DefinitionThis section has been translated automatically.

Evans syndrome is an autoimmune disorder associated with two or more cytopenias, which usually include autoimmune hemolytic anemia (AIHA) and immune thrombocytopenia (ITP), with or without immune neutropenia (about 15% of cases).

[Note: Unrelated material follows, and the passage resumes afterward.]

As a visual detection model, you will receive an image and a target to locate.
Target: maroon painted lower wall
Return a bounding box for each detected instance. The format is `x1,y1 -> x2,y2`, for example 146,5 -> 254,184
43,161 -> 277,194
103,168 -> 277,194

AIHA, which occurs in Evans syndrome, is a heat IHA in which IgG antibodies react with red blood cell (RBC) surface antigens at body temperature, in contrast to cold AIHA. In ITP, the immune system targets GPIIb/IIIa on platelets.

ClassificationThis section has been translated automatically.

It has been suggested that the disease is:

  • primary (idiopathic)
  • or
  • secondary

sympotmatic, associated with an underlying disease.

Secondary Evans syndrome has been associated with diseases such as systemic lupus erythematosus (SLE), immunodeficiency syndromes (CVID), and autoimmune lymphoproliferative syndrome (ALPS) in non-Hodgkin's lymphoma (NHL) in patients over 50 years of age, chronic lymphocytic leukemia (CLL), viral infections (such as HIV, hepatitis C), and after allogeneic hematopoietic cell transplantation.

It is important to identify Evans syndrome as a secondary syndrome when it is associated with another disease, as cytopenias are more severe in Evans syndrome than in AIHA or ITP. Treatment options also differ depending on the classification.

EtiopathogenesisThis section has been translated automatically.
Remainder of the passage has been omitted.